La livrée, plus sombre au niveau du dos avec de gros points blancs, est verdâtre dans son ensemble, avec quelques zones de couleur olive, marron ou jaune, ponctuées de petits points blancs dans la partie supérieure. De même les nageoires, translucides ou pâles, sont décorées de points et de lignes sombres. Les côtés présentent très souvent une bande horizontale claire au-dessus des nageoires pectorales.

Éthologie-Biologie reproductive

Le Baliste étoilé vit seul ou au milieu de petits groupes. Il se nourrit d’invertébrés benthiques tels que des crabes, des mollusques ou des oursins de mer, mais aussi de jeunes poissons, notamment ceux qui appartiennent au genre Nemipterus. Les œufs sont fécondés dans un nid creusé dans le sable et la femelle qui en prend soin jusqu’à l’éclosion n’hésite pas à attaquer les intrus.

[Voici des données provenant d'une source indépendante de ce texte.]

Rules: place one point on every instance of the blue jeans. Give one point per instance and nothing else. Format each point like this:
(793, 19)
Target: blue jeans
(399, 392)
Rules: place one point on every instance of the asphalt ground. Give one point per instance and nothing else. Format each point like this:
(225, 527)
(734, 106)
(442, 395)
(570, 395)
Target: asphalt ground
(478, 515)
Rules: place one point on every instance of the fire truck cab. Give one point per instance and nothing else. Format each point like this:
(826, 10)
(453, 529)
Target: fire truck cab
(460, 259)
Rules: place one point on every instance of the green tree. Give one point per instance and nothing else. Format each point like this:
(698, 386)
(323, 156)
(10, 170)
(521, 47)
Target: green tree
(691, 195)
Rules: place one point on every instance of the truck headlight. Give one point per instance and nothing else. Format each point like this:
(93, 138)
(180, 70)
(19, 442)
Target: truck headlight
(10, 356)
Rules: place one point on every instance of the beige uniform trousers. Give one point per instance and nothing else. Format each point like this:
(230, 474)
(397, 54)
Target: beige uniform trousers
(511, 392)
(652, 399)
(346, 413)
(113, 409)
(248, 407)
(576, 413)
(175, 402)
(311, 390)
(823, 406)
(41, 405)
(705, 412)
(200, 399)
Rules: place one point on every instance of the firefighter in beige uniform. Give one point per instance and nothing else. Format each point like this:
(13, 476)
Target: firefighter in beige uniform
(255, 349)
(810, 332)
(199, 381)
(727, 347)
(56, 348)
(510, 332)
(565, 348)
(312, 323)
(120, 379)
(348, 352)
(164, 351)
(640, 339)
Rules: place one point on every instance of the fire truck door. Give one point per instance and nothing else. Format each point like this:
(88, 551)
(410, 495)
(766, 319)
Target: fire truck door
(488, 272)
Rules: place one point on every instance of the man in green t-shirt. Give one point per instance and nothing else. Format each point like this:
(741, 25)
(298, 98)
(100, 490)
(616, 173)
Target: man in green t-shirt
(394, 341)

L ‘ Abalistes stellaris est souvent péché afin d’être consommé frais ou pour être vendu sur les marchés locaux après avoir été séché. Il faut de 1,4 à 4,4 ans pour que sa population double son nombre et l’indice de vulnérabilité de l’espèce, estimé de nos jours à 47 sur 100, devient inquiétant.

Synonymes

Balistes stellaris - Bloch & Schneider, 1801 ; Balistes vachellii - Richardson, 1845 ; Balistes phaleratus - Richardson, 1846.